⑪豚の角煮-5-
キルシュブリューテ王国は原料となる大豆の栽培をしていないと聞いた
ならば、近隣諸国から輸入になるのだが、大豆を栽培している国があるのか?
『温暖で雨が少なく乾燥している気候というのも、醤油作りの条件の一つらしいですよ』
キルシュブリューテ王国及び近隣諸国では大豆の栽培をしていないので、仮に紗雪が醤油の作り方を知っていたとしてもロードクロイツでは不可能という訳だ。
紗雪の言葉にランスロットは静かに落ち込む。
『紗雪殿。キルシュブリューテ王国には醤油に似た魚醤というものがあるのだが、これを使った料理を広める事は出来ないのか?』
レイモンドが紗雪に見せたのは、醤油に似た液体が入っている一本の瓶だった。
元の世界でも名前は耳にした事があっても、どのような味をしているのか知らない紗雪は、瓶に入っている魚醤を少しだけ皿に注いで味見をしてみる。
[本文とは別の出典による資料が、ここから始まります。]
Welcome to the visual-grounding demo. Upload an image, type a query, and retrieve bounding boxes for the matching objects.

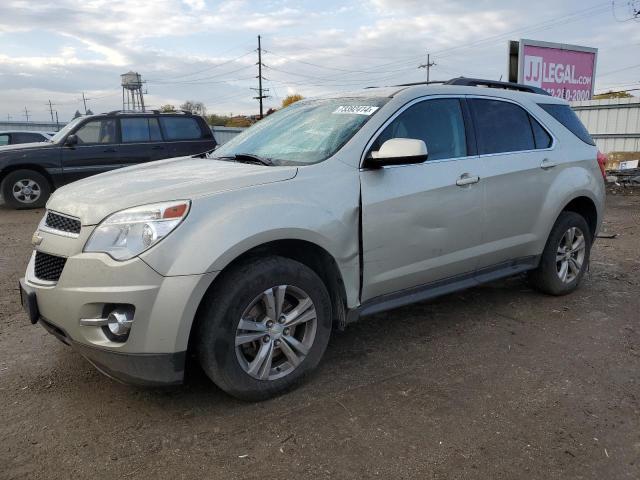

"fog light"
[107,308,133,337]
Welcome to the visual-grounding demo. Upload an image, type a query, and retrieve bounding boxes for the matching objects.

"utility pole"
[251,35,269,118]
[418,53,436,83]
[49,99,53,123]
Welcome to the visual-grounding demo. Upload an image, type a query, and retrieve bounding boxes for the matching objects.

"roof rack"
[444,77,549,95]
[101,110,193,115]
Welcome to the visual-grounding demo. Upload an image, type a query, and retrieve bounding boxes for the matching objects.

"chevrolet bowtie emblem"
[31,231,42,247]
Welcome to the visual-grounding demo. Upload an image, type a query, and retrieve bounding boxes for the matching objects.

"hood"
[47,157,298,225]
[0,142,53,154]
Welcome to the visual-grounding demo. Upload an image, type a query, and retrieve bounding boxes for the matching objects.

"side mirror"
[364,138,428,168]
[64,134,78,147]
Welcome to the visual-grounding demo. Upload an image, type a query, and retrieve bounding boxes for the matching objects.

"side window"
[538,103,595,145]
[120,117,162,143]
[12,132,45,143]
[372,98,467,160]
[76,118,116,144]
[469,98,535,155]
[160,117,202,140]
[529,115,553,149]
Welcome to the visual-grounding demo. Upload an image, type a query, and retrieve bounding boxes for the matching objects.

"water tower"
[120,71,144,112]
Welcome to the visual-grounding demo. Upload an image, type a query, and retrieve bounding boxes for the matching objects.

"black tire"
[195,256,332,401]
[0,170,51,209]
[529,212,593,295]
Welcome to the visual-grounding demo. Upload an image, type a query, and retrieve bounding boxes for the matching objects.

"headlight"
[84,200,190,260]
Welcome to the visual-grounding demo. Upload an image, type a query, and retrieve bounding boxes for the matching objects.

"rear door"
[360,98,484,301]
[467,97,558,268]
[62,118,120,183]
[160,115,215,157]
[119,116,165,167]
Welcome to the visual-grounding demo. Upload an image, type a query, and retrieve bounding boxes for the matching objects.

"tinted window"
[372,98,467,160]
[160,117,202,140]
[529,115,553,148]
[539,103,595,145]
[11,132,46,143]
[469,99,535,155]
[76,119,116,144]
[120,118,162,143]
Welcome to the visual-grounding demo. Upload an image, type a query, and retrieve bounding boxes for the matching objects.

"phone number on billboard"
[545,88,591,102]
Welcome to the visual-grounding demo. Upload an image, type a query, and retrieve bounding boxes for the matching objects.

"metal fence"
[571,97,640,158]
[211,127,244,145]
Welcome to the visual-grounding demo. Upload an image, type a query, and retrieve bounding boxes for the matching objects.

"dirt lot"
[0,196,640,479]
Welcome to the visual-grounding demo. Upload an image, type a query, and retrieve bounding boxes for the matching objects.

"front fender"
[536,162,606,252]
[141,164,359,304]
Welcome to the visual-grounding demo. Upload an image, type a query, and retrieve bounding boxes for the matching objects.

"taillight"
[596,150,608,180]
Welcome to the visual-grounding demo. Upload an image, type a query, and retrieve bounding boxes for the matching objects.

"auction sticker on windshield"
[333,105,380,115]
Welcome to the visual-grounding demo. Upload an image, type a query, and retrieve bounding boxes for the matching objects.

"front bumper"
[39,317,187,386]
[22,252,215,385]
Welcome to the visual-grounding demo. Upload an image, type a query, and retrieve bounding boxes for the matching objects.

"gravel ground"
[0,196,640,479]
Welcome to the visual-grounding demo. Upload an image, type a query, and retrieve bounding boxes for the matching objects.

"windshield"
[50,117,82,143]
[210,97,388,165]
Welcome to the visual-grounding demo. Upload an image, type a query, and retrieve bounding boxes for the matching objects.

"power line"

(に、臭いがきつい!それに辛い?いや、辛いと言うよりしょっぱい?)
醤油よりも濃い塩分に紗雪は顔を顰める。
『ゴメンなさい、レイモンドさん。実は私、魚醤を使って料理を作った事がないの』
市場で魚醤を売っているのを見た事があるが、高かったので買わなかったのだ。
『レイモンドさん、ロードクロイツ家では魚醤をどのように使っているの?』
照り焼きチキンのように火を通しているのか、冷奴のようにそのままかけて食べているのか分からない紗雪が尋ねる。
『そうだな・・・肉や魚や野菜といった食材のソースとして使っているかな?』
実家にいた頃は何とか口にしていたが、魚醤のクセの強さと塩辛さがレイモンドは苦手なのだ。
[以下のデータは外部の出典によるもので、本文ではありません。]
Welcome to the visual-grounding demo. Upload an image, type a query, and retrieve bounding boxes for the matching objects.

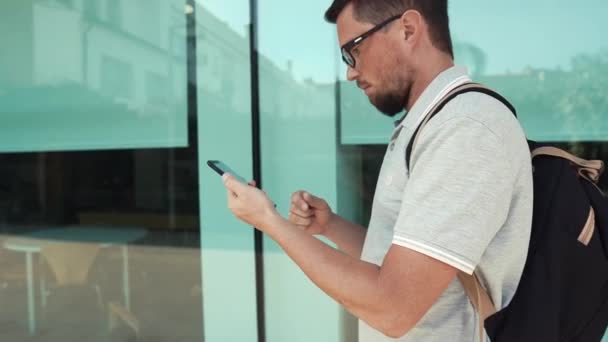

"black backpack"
[405,83,608,342]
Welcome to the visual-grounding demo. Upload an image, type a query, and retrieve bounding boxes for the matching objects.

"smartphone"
[207,160,277,208]
[207,160,248,184]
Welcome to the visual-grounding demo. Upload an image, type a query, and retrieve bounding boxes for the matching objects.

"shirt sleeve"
[393,117,516,274]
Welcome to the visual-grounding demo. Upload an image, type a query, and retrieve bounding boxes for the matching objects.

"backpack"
[405,83,608,342]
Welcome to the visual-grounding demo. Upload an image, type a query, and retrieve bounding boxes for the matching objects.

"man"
[224,0,532,342]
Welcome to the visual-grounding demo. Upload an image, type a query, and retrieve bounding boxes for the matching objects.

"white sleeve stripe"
[393,236,475,274]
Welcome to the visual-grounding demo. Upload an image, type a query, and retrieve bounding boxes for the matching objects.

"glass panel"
[0,0,203,342]
[0,0,188,152]
[196,0,257,342]
[259,0,354,342]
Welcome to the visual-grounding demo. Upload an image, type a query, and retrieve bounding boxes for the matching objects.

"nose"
[346,66,359,81]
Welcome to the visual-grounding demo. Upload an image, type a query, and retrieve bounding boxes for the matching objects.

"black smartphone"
[207,160,248,184]
[207,160,277,208]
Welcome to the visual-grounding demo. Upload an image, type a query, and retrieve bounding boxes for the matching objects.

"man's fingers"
[289,207,314,219]
[289,212,312,228]
[302,192,327,208]
[222,173,247,195]
[291,191,309,210]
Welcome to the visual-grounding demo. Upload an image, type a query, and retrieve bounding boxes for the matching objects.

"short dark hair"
[325,0,454,58]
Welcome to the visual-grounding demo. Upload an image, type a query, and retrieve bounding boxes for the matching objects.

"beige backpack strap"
[458,272,496,342]
[532,146,605,184]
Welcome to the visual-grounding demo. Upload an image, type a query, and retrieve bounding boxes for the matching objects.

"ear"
[399,10,424,42]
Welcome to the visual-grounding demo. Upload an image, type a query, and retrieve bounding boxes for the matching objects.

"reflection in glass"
[0,0,203,342]
[0,0,188,152]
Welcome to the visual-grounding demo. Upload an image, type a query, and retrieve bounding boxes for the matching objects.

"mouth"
[357,83,372,95]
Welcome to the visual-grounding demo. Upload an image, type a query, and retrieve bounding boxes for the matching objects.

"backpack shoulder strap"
[405,83,517,170]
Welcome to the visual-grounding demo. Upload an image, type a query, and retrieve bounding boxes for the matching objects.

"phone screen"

『もしかして・・・侯爵家、というよりキルシュブリューテ王国では火を通さずに魚醤をそのまま使っているの?』
『ああ。そのままソースとして使ったり、肉を焼く時に魚醤を大量に使う事があるな』
要は、塩や胡椒といった香辛料をふんだんに使った料理は高価で当然という感覚である。
『魚醤って隠し味として少しだけ使った方がいいと聞いた事があるわ。それを大量に使った料理は・・・さぞかし塩辛いのでしょうね』
貴族の息子も大変だと、紗雪は心の中でレイモンドに同情していた。
『紗雪さん、今は魚醤よりも豚の角煮を優先しないといけないのではないかしら?』
美奈子の言葉に、そういえば自分は豚の角煮を作っている最中だった事を思い出した紗雪は皿に料理を盛り付けていく。